Once we know what domain entities to track, the next step is to define and manage states and state transitions for each. In Nirmata, each object has two primary states and several secondary supporting states. The primary states are:
- Operational State: this state represents if and how the object is currently operating. For example, “up”, “down”, “failed” can be part of an object’s operational state model.
- Administrative State: this state managed by the user or administrator. For example, “disabled” or “suspended” are states triggered by user actions.
Beyond the primary states, each object can have several secondary states. These states are specific to the object and provide more details on the primary state. For example, most managed objects in Nirmata have an “execution state” which indicates that a system operation is being performed.
Here are some of the operational states that a Service (within an application) can have in Nirmata:
- Running: all instances of the Service are healthy and running.
- Degraded: some instances of the Service have failed, or are executing.
- Executing: all instances of the Service are executing changes.
- Failed: all instances of the Service have failed.
Now that we have the service’s state model, tracking availability becomes easier. In Nirmata, availability is calculated as the percentage of time the Service is “Running” or “Degraded”. The same approach is used for propagated states at the application level. In future releases, we have plans to allow users to customize how each service in an application is used to calculate overall availability.
Below we see the environments view in Nirmata.
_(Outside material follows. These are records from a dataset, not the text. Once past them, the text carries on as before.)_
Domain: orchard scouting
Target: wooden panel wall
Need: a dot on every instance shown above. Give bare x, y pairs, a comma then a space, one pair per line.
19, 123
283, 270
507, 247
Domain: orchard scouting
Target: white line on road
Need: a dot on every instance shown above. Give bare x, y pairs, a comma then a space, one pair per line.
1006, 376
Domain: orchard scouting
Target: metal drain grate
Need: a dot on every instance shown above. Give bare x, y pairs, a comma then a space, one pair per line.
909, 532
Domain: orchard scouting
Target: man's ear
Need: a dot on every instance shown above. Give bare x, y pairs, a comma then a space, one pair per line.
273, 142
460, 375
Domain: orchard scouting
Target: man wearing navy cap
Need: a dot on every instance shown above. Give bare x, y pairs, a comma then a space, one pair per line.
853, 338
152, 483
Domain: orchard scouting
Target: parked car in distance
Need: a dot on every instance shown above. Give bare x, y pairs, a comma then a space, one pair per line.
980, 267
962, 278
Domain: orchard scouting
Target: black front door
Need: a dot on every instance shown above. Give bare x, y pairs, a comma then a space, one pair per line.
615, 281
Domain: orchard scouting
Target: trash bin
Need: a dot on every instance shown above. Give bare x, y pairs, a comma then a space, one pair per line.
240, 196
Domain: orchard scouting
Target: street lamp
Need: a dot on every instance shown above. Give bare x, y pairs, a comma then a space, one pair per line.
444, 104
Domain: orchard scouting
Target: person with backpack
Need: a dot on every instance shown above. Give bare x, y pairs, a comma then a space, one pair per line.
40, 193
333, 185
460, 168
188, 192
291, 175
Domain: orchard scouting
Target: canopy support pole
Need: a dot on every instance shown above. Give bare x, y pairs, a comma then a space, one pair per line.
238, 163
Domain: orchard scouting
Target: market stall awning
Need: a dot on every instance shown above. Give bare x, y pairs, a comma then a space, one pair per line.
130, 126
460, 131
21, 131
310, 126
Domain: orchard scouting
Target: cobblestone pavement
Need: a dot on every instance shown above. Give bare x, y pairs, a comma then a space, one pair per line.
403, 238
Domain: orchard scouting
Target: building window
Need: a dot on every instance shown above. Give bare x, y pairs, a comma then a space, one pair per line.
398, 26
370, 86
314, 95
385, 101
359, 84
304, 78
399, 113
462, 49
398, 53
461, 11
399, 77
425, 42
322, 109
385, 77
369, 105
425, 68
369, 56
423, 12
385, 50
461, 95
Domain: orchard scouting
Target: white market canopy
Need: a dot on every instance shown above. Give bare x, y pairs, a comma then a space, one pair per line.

Each environment can have several applications each with its own availability, but we also see the overall availability for the environment:
Drilling down, we can easily see the availability for a particular application. Nirmata even shows the relevant state changes, and identifies the failure reason.
Here we see the individual service view and state changes for it:
Managing service availability for containerized microservices-style applications can be complex, as there are several things to measure and track. And, measuring availability requires a well-defined state model. The object states need to managed, correlated, and propagated across infrastructure and software entities.
With the right systems management foundation, it’s possible to measure, track, and report availability for a service, application, or an environment. By focusing on service availability, operators can easily separate the “signal from the noise” and only be alerted for service impacting issues.